Because Amgen's product line has long been so narrow, the company's shares never received the kind of valuation its growth deserved. Over the past decade, for instance, earnings and cash flow have grown at a 28 percent compound annual rate, as sales have increased at a 24 percent rate.

Finally, in 2001 the company began to diversify with the launch of Aranesp, another treatment for anemia. That was followed in 2002 with Neulasta, an alternative to Neupogen. Both these drugs were similar to Amgen's traditional products.

Acquisition turned out to be the secret to more significant diversification. In 2001, Amgen announced it would buy Immunex for $16 billion, thereby gaining part-ownership of Enbrel, a successful treatment for rheumatoid arthritis (Wyeth Pharmaceuticals also has part-ownership of this drug).

Currently, five major products account for virtually all of Amgen's sales. But the company has two more drugs in late-stage clinical trials and 11 others in mid-stage trials.

Last week's announcement that Amgen would pay $1.3 billion for Tularik, a small San Francisco biotech, is an important advance in this strategy of diversification.

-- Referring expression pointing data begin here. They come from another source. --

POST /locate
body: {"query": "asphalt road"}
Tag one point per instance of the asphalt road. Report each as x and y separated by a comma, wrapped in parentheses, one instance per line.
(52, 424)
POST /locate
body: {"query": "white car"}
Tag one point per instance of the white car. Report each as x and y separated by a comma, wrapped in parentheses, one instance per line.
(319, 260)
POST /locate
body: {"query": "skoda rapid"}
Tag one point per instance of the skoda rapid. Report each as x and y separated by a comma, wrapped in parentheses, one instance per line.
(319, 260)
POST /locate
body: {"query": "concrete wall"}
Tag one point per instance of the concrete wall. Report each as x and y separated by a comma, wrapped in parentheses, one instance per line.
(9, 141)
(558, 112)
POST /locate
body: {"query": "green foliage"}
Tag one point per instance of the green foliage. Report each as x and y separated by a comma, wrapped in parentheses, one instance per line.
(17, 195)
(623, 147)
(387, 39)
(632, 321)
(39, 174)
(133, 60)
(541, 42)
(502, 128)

The acquisition will add five new candidates to Amgen's pipeline.

Valuation hasn't caught up

At some point within the next decade, Amgen will transition from being a narrow biotech to one of the fastest growing diversified pharmaceuticals manufacturers.

The stock's valuation, however, doesn't seem to reflect this. Amgen's P/E is only about one-third of rival Genentech's. Moreover, Amgen's 50 percent premium over Pfizer seems quite modest, considering the enormous difference in their growth rates.

At $59 a share, Amgen (AMGN: Research, Estimates) trades at 25 times estimated earnings for 2004 and is projected to grow at a 21 percent compound annual rate over the next five years. Pfizer, with 13 percent growth and a 1.8 percent yield, trades at a 17 P/E.

Pfizer (PFE: Research, Estimates), the largest drug company, remains a solid core holding for long-term growth investors. But if you believe that Amgen will successfully complete its transition, five years from now it will be a more dynamic rival.